Christianity has been afraid of reducing a supernatural faith to rationalist categories. But the sharp distinction between the ‘supernatural’ and the ‘rational’ is ITSELF A PRODUCT OF ENLIGHTENMENT THINKING, and to emphasize the ‘supernatural’ atthe expense of the ‘rational’ or ‘natural’ is itself to capitulate to the Enlightenment worldview at a deeper level than if we were merely to endorse, rather than marginalize, a post-Enlightenment rationalist programme.

-N.T. Wright, The New Testament and the People of God, p.10

I think “The Scylding” at the BHT put it best a while back:

When it comes to debates and discussions on truth, tradition, sacramentology, ecclesiology and a mulitude of other and theological ‘ologies, the worship of Reason is the elephant in the room.

Our capitulation, all over the place, to enlightenment thinking is the elephant in the room. When grappling with enemies of Jesus, we’ve often chosen to play ball on THEIR field.

The prepositional apologists (who I still really get), at least understood this and tried to come at their arguments from a different angle.

Trying to prove Creationism using only the secular scientist’s tools will only get you so far. You’ve imposed an artificial limit on yourself and it doesn’t help. So you’re trying to appear more legitimate to them. That’s cool, but you still need the Holy Spirit.

Trying to change the culture of the nation through the framework of money politics and legislation is also bowing to the world in a sense, even if you are temporarily successful in your endeavors.

What’s the solution? No idea… Look at St. Francis perhaps? I imagine if you were to work outside these limits, you might look like an odd duck to some.

This strange and powerful little book

Speaking of the New Testament, Wrights asks:

What then ought to be done with this strange and powerful little book?

It is, of course, open to anyone to do what he or she likes with this or any book. A volume of Shakespeare may be used to prop up a table leg, or it may be used as the basis for a philosophical theory.
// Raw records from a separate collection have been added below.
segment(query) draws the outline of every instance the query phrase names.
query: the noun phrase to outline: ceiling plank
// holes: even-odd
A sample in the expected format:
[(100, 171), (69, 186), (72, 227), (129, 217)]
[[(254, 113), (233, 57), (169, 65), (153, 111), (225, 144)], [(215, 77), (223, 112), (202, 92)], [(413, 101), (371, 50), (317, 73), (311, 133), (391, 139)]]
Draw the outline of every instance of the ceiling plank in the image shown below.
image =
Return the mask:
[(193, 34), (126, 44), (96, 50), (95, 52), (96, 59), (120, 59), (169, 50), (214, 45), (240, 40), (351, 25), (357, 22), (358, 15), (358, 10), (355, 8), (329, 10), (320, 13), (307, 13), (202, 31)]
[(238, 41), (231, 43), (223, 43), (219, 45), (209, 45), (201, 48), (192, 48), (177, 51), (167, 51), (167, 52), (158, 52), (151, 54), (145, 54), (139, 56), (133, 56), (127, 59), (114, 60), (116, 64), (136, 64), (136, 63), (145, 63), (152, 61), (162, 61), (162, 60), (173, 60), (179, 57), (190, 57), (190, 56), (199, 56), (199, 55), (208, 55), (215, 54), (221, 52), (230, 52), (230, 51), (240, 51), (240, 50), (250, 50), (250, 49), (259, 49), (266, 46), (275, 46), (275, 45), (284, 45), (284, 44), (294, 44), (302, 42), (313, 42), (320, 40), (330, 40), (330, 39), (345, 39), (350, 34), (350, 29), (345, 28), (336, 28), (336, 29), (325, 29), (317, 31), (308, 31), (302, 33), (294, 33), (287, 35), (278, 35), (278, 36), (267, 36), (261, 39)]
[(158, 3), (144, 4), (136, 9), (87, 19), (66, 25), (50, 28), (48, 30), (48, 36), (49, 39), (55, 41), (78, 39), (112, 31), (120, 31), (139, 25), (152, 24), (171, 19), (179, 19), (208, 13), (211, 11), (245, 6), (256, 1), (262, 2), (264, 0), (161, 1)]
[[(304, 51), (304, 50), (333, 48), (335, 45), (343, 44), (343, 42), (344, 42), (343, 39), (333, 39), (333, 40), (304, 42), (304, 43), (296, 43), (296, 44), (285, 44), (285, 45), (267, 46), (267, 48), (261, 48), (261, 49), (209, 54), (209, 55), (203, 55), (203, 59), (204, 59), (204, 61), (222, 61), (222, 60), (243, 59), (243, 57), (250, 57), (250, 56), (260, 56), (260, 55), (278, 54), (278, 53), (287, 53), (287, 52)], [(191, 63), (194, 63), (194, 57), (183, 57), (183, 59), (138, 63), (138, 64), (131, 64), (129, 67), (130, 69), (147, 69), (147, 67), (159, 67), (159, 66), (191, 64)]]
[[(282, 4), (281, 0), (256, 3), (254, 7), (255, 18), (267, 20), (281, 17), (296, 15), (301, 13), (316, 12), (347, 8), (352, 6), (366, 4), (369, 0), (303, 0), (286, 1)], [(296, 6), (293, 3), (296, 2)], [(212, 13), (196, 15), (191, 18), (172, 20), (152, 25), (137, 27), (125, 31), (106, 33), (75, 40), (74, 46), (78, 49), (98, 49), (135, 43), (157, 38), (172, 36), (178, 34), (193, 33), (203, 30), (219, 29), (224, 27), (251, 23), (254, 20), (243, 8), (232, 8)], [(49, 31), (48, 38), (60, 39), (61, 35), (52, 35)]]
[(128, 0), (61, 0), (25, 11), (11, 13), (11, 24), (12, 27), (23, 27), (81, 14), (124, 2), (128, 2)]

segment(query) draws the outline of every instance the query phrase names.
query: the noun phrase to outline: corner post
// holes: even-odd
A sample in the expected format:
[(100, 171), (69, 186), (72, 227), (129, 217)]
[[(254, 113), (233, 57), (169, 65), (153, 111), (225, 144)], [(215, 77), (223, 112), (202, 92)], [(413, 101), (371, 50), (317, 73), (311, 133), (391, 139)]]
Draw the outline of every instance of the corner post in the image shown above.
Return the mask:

It is ot difficult, though, to see that using it as the foundation for dramatic productions of the plays themselves carries more authenticity thatn either of these.

There is a general appropriateness about using Shakespeare as a basis for staging plays which justifies itself without much more argument.

-N.T. Wright, The New Testament and the People of God, p.6

So you can study the bible. You can get a Ph.D. in studying the Bible. You can use a particulary heavy one (like the huge decorative tome my parents recieved as a wedding gift) to hold down crafts while the glue is drying. But the most appropriate thing to do is believe what Jesus says in it and live accordingly.

Outward signs and inner light, a perennial controversy

The division between the academic and the poplar has roots deeper than eighteenth-century controversies between history and theology. The squabble between those who conceive of Christianity as basically a matter of outward and physical signs and those who conceive it to be a matter of inner light is almost perennial; so is the deep mistrust that separates those who advocate simple piety from those who insist that faith must always be ‘seeking understanding’.

-N.T. Wright, The New Testament and the People of God, p.5

Perennial is right! It seems pretty easy to chop up nearly all church controversies over the years into one of these camps. Sometimes these categories don’t work, but for most things they do.

As with nearly all these sorts of dichotomies, the “answer” is some sort of balance between the two: Emphasize piety and holy living, but without letting it deteriorate into legalism and behavorism (an easy trap to fall into). Emphasize education and religious study, without forsaking the getting-you-butt-out-there-and-living-it aspect (also an easy trap).

The examples that come to mind include Emergent church members who are out on the streets helping the homeless every day, but have grown to deny the creeds and allowed various sins to be acceptable within their church community.

Contrast with this with the man who can’t ever help his neighbor because he’s holed up in his office studying Jonathan Edwards 20 hours a week.

I am more tempted to fall into the latter of these.